Growing up in foster care, TJ's life lacked stability as she was shunted from home to home, school to school. Today, as a 30-year-old mother of two young children, six-year-old Jett and baby Amity, she is determined to give them a better childhood than the one she experienced.
TJ's story is one of ten raw and emotional stories of motherhood told in Rewriting Motherhood, a book on the experiences of real Australian mums in tough circumstances.
Rewriting Motherhood is an initiative of The Babes Project, a not-for-profit organisation based in Melbourne providing women going through crisis pregnancies with health care, advice and emotional support.
Many of the women who come into their centres face domestic violence, health issues, teenage pregnancy, homelessness and family breakdown.
For TJ, falling pregnant made her realise she needed to make changes.
"I was mucking around when I fell pregnant with Jett and then pretty much the day it was confirmed I was pregnant I stopped everything," she writes.
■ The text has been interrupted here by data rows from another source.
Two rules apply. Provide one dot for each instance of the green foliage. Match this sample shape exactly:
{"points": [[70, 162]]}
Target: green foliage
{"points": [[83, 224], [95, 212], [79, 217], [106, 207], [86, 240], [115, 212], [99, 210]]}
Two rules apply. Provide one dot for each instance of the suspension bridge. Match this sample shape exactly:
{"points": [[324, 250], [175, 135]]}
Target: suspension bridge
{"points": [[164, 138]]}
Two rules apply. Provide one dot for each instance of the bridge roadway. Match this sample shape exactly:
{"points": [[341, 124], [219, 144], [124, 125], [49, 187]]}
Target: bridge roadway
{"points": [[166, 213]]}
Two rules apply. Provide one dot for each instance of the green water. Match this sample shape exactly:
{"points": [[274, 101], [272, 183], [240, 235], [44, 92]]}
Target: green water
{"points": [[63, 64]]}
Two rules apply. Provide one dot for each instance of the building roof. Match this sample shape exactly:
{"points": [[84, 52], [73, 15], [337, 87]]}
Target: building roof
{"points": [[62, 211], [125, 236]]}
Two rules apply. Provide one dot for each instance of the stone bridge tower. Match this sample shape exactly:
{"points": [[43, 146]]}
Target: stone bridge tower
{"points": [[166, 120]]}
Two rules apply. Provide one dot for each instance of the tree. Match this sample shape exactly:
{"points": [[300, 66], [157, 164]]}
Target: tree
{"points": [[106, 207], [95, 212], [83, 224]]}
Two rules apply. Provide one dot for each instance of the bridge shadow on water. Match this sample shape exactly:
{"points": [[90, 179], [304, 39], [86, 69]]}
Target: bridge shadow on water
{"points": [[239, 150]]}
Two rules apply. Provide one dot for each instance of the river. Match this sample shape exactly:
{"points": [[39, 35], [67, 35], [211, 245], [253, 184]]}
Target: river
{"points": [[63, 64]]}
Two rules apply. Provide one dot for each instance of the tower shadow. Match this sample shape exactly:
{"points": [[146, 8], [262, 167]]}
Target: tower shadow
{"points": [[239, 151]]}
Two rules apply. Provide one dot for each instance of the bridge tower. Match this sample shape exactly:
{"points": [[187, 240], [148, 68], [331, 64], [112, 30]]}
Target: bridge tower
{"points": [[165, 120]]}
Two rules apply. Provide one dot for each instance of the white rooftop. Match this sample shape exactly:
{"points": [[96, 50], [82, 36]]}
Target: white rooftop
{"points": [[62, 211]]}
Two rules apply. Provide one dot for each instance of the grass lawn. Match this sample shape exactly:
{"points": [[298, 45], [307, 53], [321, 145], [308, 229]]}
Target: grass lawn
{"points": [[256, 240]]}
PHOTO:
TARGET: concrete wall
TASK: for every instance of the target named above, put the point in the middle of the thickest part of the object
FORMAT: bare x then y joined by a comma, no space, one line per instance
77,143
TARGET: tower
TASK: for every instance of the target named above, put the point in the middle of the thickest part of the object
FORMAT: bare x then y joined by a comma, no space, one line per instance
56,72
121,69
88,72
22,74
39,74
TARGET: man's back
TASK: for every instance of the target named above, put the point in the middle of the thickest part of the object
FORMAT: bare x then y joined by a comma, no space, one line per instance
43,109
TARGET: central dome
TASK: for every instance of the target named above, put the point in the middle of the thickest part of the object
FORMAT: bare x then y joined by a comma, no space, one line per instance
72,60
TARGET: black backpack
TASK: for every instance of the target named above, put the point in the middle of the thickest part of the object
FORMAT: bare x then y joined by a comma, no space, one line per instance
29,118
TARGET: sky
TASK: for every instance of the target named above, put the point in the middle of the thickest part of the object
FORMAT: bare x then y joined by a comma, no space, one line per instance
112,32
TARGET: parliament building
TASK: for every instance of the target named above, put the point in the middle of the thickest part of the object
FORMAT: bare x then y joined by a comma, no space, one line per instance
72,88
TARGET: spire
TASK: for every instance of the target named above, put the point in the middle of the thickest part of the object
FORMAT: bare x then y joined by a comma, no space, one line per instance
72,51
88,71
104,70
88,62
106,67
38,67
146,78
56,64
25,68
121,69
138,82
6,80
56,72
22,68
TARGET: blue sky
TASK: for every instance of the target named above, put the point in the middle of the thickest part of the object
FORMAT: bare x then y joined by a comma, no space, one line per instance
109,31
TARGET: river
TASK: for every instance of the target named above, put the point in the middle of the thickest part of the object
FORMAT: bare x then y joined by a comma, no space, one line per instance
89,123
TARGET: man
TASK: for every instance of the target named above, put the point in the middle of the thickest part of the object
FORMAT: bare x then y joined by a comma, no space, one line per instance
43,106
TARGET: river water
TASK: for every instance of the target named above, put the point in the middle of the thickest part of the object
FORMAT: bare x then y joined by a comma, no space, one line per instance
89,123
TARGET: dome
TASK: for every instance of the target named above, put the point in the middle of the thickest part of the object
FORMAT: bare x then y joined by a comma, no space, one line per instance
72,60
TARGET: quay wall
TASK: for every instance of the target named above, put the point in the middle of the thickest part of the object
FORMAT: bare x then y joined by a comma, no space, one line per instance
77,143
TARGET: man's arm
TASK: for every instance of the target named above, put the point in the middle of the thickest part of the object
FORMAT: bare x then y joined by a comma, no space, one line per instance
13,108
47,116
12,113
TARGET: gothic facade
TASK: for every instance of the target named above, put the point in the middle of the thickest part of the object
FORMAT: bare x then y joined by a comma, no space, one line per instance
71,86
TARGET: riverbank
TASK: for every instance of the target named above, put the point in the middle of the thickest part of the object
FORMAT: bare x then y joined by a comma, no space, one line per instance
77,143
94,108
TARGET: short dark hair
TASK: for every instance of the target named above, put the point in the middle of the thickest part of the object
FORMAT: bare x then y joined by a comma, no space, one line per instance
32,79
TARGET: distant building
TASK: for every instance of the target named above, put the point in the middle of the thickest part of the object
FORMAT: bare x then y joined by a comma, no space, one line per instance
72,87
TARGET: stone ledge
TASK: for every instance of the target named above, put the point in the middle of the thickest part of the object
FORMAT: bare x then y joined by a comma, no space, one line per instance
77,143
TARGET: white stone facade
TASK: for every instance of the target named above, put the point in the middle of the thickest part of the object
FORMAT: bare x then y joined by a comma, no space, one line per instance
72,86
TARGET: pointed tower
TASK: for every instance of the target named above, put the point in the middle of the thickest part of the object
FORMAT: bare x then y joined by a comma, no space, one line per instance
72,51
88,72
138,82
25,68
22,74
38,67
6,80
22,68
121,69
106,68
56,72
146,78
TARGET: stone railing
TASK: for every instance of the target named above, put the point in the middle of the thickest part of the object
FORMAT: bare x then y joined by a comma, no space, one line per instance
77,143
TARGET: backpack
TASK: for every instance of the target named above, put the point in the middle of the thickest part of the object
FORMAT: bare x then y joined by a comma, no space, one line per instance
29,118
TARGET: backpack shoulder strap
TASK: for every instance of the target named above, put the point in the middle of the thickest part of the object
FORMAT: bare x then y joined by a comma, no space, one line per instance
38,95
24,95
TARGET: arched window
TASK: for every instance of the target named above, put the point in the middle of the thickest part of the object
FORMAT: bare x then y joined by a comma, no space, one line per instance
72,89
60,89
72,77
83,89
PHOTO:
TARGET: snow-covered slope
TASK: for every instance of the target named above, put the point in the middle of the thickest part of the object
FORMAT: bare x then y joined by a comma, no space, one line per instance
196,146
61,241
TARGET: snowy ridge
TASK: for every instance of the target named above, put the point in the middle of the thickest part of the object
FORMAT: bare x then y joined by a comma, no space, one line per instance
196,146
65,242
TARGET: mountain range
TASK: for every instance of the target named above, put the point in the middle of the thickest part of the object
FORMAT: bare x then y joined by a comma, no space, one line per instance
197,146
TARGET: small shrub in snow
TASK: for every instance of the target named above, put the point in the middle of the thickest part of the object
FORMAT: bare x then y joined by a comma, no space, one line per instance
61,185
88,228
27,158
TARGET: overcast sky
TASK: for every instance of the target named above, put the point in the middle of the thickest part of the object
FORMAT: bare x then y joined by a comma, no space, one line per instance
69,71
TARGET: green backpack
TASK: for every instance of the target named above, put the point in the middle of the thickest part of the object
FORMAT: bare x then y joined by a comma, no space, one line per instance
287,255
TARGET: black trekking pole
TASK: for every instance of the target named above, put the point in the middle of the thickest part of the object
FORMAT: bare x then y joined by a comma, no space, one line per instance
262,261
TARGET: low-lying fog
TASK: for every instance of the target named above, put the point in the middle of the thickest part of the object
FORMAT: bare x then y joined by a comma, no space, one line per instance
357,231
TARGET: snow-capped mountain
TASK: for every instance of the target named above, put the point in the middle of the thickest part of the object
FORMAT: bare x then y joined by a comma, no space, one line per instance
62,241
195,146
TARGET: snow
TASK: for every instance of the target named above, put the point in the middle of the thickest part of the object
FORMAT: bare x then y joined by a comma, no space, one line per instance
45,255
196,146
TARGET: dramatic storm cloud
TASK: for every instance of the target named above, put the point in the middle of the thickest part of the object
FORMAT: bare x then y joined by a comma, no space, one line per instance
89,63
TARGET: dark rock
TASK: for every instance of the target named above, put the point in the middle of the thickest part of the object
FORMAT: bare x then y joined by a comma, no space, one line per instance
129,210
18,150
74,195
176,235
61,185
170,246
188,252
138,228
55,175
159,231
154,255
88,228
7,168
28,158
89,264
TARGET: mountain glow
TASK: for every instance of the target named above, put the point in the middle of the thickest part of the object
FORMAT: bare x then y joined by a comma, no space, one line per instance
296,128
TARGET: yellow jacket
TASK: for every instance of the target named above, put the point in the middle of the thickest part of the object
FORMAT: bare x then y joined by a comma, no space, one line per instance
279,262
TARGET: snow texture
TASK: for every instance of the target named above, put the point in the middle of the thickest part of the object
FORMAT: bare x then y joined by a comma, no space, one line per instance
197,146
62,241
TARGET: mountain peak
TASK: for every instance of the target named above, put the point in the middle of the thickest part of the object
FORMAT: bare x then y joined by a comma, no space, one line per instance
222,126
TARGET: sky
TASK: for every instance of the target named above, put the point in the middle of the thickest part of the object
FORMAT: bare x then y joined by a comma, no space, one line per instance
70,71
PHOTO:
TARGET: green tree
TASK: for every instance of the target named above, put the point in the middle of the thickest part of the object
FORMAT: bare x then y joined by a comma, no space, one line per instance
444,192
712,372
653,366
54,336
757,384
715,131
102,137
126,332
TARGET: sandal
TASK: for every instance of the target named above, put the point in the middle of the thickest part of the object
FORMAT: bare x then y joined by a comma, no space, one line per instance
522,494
"I'm just trying to change everything that I grew up with and make it completely different for my kids.
"I've made a shitload of dumb arse choices, but I at least own it and work with them."
Helen Parker founded The Babes Project after going through her own crisis pregnancy more than 17 years ago. She told HuffPost Australia getting pregnant made her realise that there isn't enough support out there for new mums.
The Babe Project's two centres -- in the Melbourne suburbs of Croydon and Frankston -- have offered pregnancy packs, perinatal classes, advice and support to around 400 women since opening in 2012.
It's a beautiful moment but it's also confronting because she had no one else in the world who could be with her at the birth of her child."
Now, Parker hopes the launch of Rewriting Motherhood will encourage more Australian mums that motherhood is not always as its portrayed in magazines and on TV.
"We commonly hear women say 'I can't live up to what I see motherhood look like in society'," Parker said.
"There are so many glossy images of motherhood. We have these really gritty, compelling stores which would encourage other women in similar situations where they can see other women who potentially look like them."
She recalls one of the first women the organisation helped who, like TJ, had spent most of her life in foster care.
"I took her to the hospital and she was being induced. It was really challenging because she talked all day about her family, the trauma she had gone through as a child, as a young woman," Parker said.
"Then there was this moment when the baby was born and they put her in her arms. And she just looked at me and said 'oh my gosh, she's a baby, she's mine'.
"It's a beautiful moment but it's also confronting because she had no one else in the world who could be with her at the birth of her child."
The photo book Rewriting Motherhood will be launched at Parliament House in Melbourne on Wednesday, May 10. Photography and stories from the book will also feature as a public exhibition at Parliament House from May 9 to 11.